The retriever supports the following options:

k: Number of documents to return (default: 4, max: 1000)
filter: SQL WHERE clause to filter results (e.g., "category = 'docs' AND source = 'website'")

#### Distance Strategies

The retriever supports different distance strategies for vector similarity search:

```ts
import { DistanceStrategy } from 'genkitx-cloud-sql-pg';

// Configure retriever with specific distance strategy
const myDocumentsRetriever = postgresRetrieverRef({
tableName: 'my-documents',
distanceStrategy: DistanceStrategy.COSINE_DISTANCE // or EUCLIDEAN_DISTANCE
});
```


Available strategies:
* COSINE_DISTANCE: Cosine similarity (default)
* EUCLIDEAN_DISTANCE: Euclidean distance
* DOT_PRODUCT: Dot product similarity

#### Metadata Handling

The retriever preserves all metadata fields when returning documents.
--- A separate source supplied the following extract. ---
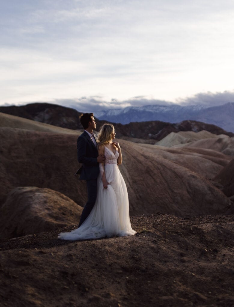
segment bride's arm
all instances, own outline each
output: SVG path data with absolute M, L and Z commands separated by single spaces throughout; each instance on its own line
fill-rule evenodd
M 103 155 L 104 155 L 104 149 L 105 148 L 104 148 L 104 145 L 99 145 L 98 146 L 98 155 L 100 156 L 100 154 L 102 154 Z M 102 181 L 102 184 L 103 185 L 103 188 L 104 188 L 105 189 L 106 189 L 107 188 L 107 185 L 109 184 L 109 183 L 107 182 L 106 181 L 106 179 L 105 175 L 105 168 L 104 167 L 104 163 L 103 162 L 101 162 L 101 165 L 103 170 L 103 173 L 101 177 L 101 180 Z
You can access both individual metadata columns and the JSON metadata column:

```ts
// Example 1: Search for product documentation
const productQuery = "How do I configure the API rate limits?";
const productDocs = await ai.retrieve({
retriever: myDocumentsRetriever,
query: productQuery,
options: {
k: 3,
filter: "category = 'api-docs' AND source = 'product-manual'"
}
});

// Example 2: Search for customer support articles
const supportQuery = "What are the troubleshooting steps for connection issues?";
const supportDocs = await ai.retrieve({
retriever: myDocumentsRetriever,
query: supportQuery,
options: {
k: 5,
filter: "category = 'troubleshooting' AND source = 'support-kb'"
}
});

// Access retrieved documents and their metadata
console.log(productDocs.documents[0].content); // Document content
console.log(productDocs.documents[0].metadata.source); // e.g., "product-manual"
console.log(productDocs.documents[0].metadata.category); // e.g., "api-docs"
console.log(productDocs.documents[0].metadata.lastUpdated); // e.g., "2024-03-15"
```

See the [Retrieval-augmented generation](../rag.md) page for a general discussion on indexers and retrievers.